Overview

A Phase I Study Of Pazopanib With Either Erlotinib Or Pemetrexed In Patients With Advanced Solid Tumors

Status:
Completed
Trial end date:
2009-09-04
Target enrollment:
0
Participant gender:
All
Summary
This is an open-label, two-arm, Phase I, dose escalation study to evaluate the safety and tolerability and to determine the maximum tolerated dose (MTD) of pazopanib in combination with erlotinib (Arm A) or pazopanib in combination with pemetrexed (Arm B) in patients with advanced solid tumors. Patients will be enrolled in cohorts of 3 (in each arm) to receive escalating doses of pazopanib and erlotinib or pazopanib and pemetrexed. Dose escalation schemas for each study arm are described in the protocol. For each arm, the MTD regimen will be defined as the highest dose combination of the agents where no more than one out of six patients experiences a dose-limiting toxicity.

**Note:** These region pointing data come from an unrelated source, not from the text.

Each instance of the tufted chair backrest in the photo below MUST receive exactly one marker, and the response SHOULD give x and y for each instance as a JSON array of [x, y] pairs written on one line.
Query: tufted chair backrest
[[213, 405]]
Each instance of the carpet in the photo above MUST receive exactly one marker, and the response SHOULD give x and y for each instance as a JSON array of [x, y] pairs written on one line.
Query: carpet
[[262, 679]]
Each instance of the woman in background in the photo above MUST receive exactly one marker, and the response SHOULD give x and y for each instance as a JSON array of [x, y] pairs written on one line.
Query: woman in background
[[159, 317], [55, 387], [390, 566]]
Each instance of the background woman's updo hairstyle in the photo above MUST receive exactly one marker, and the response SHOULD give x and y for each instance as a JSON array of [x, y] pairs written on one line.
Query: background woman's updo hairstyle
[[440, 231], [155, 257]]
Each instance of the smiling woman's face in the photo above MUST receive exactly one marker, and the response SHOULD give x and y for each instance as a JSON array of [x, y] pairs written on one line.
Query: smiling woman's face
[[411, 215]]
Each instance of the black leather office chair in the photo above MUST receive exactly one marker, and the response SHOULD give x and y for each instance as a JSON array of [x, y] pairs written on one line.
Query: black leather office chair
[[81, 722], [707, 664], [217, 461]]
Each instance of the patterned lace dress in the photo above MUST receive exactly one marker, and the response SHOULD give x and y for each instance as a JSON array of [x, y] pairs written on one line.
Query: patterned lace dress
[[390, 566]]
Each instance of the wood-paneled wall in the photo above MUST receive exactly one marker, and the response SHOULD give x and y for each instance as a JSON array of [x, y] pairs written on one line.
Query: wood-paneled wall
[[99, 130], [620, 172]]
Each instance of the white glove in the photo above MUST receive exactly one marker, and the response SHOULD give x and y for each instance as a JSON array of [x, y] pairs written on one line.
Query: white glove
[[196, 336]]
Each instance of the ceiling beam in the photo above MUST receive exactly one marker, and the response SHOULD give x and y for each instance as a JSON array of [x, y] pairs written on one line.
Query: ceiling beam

Six to twelve additional patients in each arm will be studied with the MTD regimen to evaluate toxicity and pharmacokinetics. In arm A (erlotinib), a run-in phase with each drug separately will allow an evaluation of pharmacokinetics with each drug separately and also for the two drugs in combination. This will allow an assessment of potential drug-drug interactions. Pharmacokinetic endpoints will be AUC, Cmax, tmax and t1/2 of pazopanib, erlotinib, and pemetrexed, as well as pemetrexed clearance before and after administration of pazopanib in the extension cohort of Arm B. Antitumor activity will be assessed using RECIST criteria.
Phase:
Phase 1
Accepts Healthy Volunteers?
No
Details
Lead Sponsor:
GlaxoSmithKline
Treatments:
Antineoplastic Agents
Erlotinib Hydrochloride
Pemetrexed
Criteria
Inclusion Criteria:

A subject will be considered eligible for inclusion in this study only if all of the
following criteria are met:

- Subjects must provide written informed consent prior to performance of study specific
procedures or assessments, and must be willing to comply with treatment and follow up.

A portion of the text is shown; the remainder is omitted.